Gelelim bugünkü bu yozlaşmış tarikatlar, cemaatler yapılanmasının neden sakıncalı olduğuna.
Çünkü:
Tarikat, cemaat, dini grup yapılanması içinde, gerektiğinde muhalefet edemezsiniz. Eleştiremezsiniz. Başarılı-başarısız, iyi-kötü, yanlış-doğru, güzel-çirkin ayırımı yapamazsınız. Yani beğenmiyorsanız, başarısızsa, yanlışsa, kötüyse karşı olamazsınız, değiştiremezsiniz, bir başkasını seçemezsiniz.
İrade yoktur.
Genel kurul, kongre, kurultay yoktur.
Denetim organları yoktur. Dolayısıyla denetime tabi olmazlar.
Ne yazık ki birçoğu cumhuriyete ve demokrasiye düşmandırlar.
Milliyetçiliği günah, milliyetçileri günahkâr kabul eder; hatta din dışında küfür ve kâfir itham, iftira ve yalanlarıyla yok etmek için savaşırlar.

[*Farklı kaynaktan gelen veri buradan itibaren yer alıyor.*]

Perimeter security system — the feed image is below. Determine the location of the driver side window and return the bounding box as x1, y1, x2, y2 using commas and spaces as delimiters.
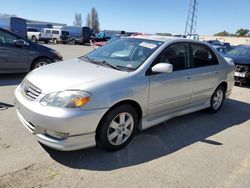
157, 43, 188, 71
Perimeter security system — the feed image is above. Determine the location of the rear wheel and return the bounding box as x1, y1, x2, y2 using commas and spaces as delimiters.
209, 86, 226, 113
96, 105, 139, 151
31, 58, 51, 70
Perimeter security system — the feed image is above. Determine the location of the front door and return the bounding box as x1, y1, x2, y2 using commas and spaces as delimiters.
148, 43, 192, 120
190, 43, 220, 105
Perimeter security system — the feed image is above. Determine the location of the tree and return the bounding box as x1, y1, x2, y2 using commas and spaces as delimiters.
90, 7, 100, 33
73, 13, 82, 27
85, 14, 91, 27
214, 31, 230, 37
235, 29, 249, 37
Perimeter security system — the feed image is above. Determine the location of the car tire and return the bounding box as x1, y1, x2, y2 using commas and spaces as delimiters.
53, 39, 58, 44
31, 36, 37, 43
96, 105, 139, 151
208, 86, 226, 113
31, 58, 51, 70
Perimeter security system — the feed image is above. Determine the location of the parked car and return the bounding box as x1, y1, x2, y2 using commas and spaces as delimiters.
204, 40, 222, 46
27, 27, 40, 42
39, 28, 62, 44
226, 45, 250, 85
212, 45, 231, 55
0, 17, 27, 38
15, 36, 234, 151
91, 34, 125, 49
60, 31, 72, 44
61, 26, 91, 44
0, 28, 62, 73
39, 28, 53, 44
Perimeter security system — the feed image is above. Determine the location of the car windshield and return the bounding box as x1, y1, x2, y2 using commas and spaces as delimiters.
227, 46, 250, 57
80, 38, 163, 71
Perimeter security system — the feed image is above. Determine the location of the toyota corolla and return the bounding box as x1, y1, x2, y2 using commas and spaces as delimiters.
15, 36, 234, 151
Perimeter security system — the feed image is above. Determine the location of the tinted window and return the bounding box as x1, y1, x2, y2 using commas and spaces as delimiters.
45, 30, 51, 34
0, 31, 17, 45
28, 28, 38, 32
82, 38, 163, 70
227, 46, 250, 57
52, 30, 59, 35
190, 44, 219, 68
157, 43, 188, 71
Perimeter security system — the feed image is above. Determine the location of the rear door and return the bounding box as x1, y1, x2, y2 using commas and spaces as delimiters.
0, 30, 29, 71
190, 43, 220, 105
148, 43, 192, 120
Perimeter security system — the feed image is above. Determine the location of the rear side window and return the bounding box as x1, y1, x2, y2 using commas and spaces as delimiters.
190, 44, 219, 68
0, 31, 18, 46
157, 43, 188, 71
52, 30, 59, 35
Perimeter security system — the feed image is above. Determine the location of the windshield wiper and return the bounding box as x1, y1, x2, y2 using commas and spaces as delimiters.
81, 56, 134, 71
80, 56, 101, 65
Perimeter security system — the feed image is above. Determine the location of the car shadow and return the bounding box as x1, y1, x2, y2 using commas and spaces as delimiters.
0, 73, 27, 86
42, 99, 250, 171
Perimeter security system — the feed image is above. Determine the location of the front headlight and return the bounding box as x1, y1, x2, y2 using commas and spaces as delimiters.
40, 90, 91, 108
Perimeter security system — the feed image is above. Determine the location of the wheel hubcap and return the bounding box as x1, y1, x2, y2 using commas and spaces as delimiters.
213, 90, 224, 110
107, 112, 134, 145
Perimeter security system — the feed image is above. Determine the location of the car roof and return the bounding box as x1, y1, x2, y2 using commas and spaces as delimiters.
129, 34, 187, 42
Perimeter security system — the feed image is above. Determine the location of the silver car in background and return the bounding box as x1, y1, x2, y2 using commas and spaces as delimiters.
15, 36, 234, 151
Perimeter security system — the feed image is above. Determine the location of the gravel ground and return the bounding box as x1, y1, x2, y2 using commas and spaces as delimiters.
0, 45, 250, 188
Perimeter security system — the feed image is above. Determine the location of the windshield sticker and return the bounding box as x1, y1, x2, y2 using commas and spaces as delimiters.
139, 42, 157, 49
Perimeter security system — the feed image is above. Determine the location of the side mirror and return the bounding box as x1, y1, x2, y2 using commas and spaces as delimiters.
14, 39, 29, 46
152, 63, 173, 73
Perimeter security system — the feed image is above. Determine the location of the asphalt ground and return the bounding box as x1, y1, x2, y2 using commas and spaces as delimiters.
0, 45, 250, 188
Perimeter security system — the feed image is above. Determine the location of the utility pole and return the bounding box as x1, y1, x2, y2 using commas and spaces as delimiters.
185, 0, 198, 35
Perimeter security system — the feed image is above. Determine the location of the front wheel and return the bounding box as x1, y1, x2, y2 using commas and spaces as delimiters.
96, 105, 139, 151
209, 86, 226, 113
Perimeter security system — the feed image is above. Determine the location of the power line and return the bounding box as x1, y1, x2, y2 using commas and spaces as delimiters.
185, 0, 198, 35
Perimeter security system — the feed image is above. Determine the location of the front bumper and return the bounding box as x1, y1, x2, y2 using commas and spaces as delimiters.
14, 87, 108, 151
234, 71, 250, 82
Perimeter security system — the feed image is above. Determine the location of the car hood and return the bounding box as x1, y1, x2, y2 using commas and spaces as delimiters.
226, 55, 250, 65
25, 59, 129, 94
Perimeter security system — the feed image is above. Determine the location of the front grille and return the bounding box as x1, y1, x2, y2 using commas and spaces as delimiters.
21, 80, 42, 100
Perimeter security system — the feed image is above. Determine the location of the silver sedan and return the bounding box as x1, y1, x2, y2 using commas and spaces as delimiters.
15, 36, 234, 151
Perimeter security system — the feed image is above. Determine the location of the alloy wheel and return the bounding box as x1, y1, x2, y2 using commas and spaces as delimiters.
107, 112, 134, 145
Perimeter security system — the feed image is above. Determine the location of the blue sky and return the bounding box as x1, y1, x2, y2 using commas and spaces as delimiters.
0, 0, 250, 34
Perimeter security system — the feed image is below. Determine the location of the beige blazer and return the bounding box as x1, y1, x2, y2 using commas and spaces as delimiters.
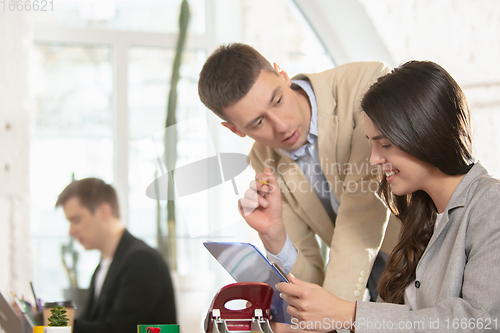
249, 62, 399, 301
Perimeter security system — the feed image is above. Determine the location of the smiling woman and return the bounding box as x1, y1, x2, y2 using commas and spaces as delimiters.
277, 61, 500, 332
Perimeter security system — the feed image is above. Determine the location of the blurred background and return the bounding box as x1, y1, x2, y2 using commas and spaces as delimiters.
0, 0, 500, 332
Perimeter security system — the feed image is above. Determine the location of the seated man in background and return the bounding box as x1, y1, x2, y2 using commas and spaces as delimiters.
56, 178, 176, 333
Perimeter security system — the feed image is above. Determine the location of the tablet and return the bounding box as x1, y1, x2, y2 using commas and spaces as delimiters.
203, 242, 292, 324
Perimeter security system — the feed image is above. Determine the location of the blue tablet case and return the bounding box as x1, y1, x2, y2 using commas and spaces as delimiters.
203, 242, 292, 324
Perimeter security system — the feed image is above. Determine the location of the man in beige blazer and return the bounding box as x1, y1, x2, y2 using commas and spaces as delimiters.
198, 44, 399, 301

Hayallerinde başka bir gizli devlet yapısı vardır.
Kapalı, gizemli bir yapıdır. Herkes içine giremez, göremez, bilemez.
Saman altından su yürütürler.
Mensuplarını gönül, akıl ve mantık olarak uyuştururlar, esir alırlar. Düşünemez ve göremezler.
Kendi mescitleri, camisi, imamı, esnafı, memuru, sanayicisi, zengini, yoksulu vardır.
Sadece kendilerini kurtarırlar, ödüllendirirler.
Kendi kanunları ve yargılamaları vardır.
Bütün cemaatlerin hemen hemen açıklanan ve açıklanmayan amaçları aynıdır. Hepsi büyümek, etkili olmak, devletin içine sızmak ister. Hatta önemli mevki ve makamlarda kendisine bağlı, işlerini gören, hizmetinde bulunan adamları olsun ister.
Birlik ve beraberlikleri kendileri ile sınırlıdır.
“Başı, ismi ve sunumu farklı gibi görünse de,
Aslında, yoktur pek birbirlerinden farkları!”
Kısaca;
Bu yapılanmalarla “iri olmak, diri olmak, bir olmak” mümkün değildir.
Saplantılı, takıntılı olmayalım. Doğruya doğru, yanlışa yanlış dürüstçe diyebilelim. İnatla savunmayalım, körü körüne bağlanmayalım, kendimizi kullandırmayalım. Aklımızı ve mantığımızı kullanalım.
Devlet yöneticilerimiz de umuyorum bu son yaşananlardan ibret alırlar, bir tehlikeli yapıdan kurtulurken bir başka yapıya yani yağmurdan kaçarken doluya tutulmazlar.